Investment in Statutory Trusts - We have an investment in the common stock of Hersha Statutory Trust I and Hersha Statutory Trust II. Our investment is accounted for under the equity method.
Notes Receivable - Notes receivable as of March 31, 2008 and December 31, 2007 include notes receivable of $1,350 extended in November and December 2006 to the purchaser of the Holiday Inn Express, Duluth, GA; Comfort Suites, Duluth, GA; Hampton Inn, Newnan, GA; and the Hampton Inn Peachtree City, GA (collectively the “Atlanta Portfolio”). Each of these notes bears interest at 8% and have maturity dates of December 31, 2008. Also included in notes receivable is a loan made to one of our unconsolidated joint venture partners in the amount of $1,120 bearing interest at 13.5% with a maturity date of December 27, 2008.

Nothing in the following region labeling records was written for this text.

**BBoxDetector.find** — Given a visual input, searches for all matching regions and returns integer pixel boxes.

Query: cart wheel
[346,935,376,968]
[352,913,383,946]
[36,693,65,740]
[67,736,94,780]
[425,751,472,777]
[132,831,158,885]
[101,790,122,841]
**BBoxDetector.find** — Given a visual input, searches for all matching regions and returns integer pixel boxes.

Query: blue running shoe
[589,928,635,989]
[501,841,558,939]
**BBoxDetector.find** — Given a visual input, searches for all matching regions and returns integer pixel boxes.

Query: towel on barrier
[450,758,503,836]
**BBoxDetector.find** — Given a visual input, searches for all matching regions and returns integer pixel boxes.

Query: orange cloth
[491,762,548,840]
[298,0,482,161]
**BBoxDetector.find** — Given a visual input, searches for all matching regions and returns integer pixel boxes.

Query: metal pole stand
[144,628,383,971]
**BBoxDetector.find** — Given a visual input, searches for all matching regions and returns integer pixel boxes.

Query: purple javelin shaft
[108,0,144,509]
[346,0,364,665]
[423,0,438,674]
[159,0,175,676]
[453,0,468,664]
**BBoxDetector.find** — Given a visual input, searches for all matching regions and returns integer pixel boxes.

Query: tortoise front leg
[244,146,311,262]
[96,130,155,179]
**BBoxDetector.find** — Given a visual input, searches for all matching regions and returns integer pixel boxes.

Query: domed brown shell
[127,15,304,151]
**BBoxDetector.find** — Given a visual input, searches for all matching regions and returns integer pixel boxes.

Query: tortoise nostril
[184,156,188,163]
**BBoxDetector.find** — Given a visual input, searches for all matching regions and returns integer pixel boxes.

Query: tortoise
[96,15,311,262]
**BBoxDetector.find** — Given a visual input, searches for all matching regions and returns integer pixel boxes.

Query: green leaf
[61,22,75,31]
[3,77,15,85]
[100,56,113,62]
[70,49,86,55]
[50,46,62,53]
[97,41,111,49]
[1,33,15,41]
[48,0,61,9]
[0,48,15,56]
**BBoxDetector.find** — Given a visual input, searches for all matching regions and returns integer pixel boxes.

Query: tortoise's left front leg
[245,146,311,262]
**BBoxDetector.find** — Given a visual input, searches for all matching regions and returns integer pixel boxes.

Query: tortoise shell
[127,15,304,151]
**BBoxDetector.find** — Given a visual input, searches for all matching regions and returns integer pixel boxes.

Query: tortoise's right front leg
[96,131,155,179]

Due from Lessees - Due from lessees represent rents due under our land lease and hotel lease agreements.
Prepaid Expense - Prepaid expenses include amounts paid for property tax, insurance and other expenditures that will be expensed in the next twelve months.
Interest due on Development Loans– Interest due on development loans represents interest income due from loans extended to non-related parties that are used to enable such entities to construct hotels and conduct related improvements on specific hotel projects. This excludes interest due on development loans from loans extended to related parties in the amounts of $189 and $4, as of March 31, 2008 and 2007, respectively, which is included in the Due From Related Parties caption on the face of the consolidated balance sheets.
Deposits on Property Improvement Plans – Deposits on property improvement plans consists of amounts to be capitalized as part of our property improvement programs at certain properties, including capitalized interest and advances to HHMLP and other affiliated entities we contract with to perform construction services.
Hotel Purchase Option – We have options to acquire interests in two hotel properties at fixed purchase prices.
HERSHA HOSPITALITY TRUST AND SUBSIDIARIES
NOTES TO THE CONSOLIDATED FINANCIAL STATEMENTS FOR THE
THREE MONTHS ENDED MARCH 31, 2008 AND 2007[UNAUDITED]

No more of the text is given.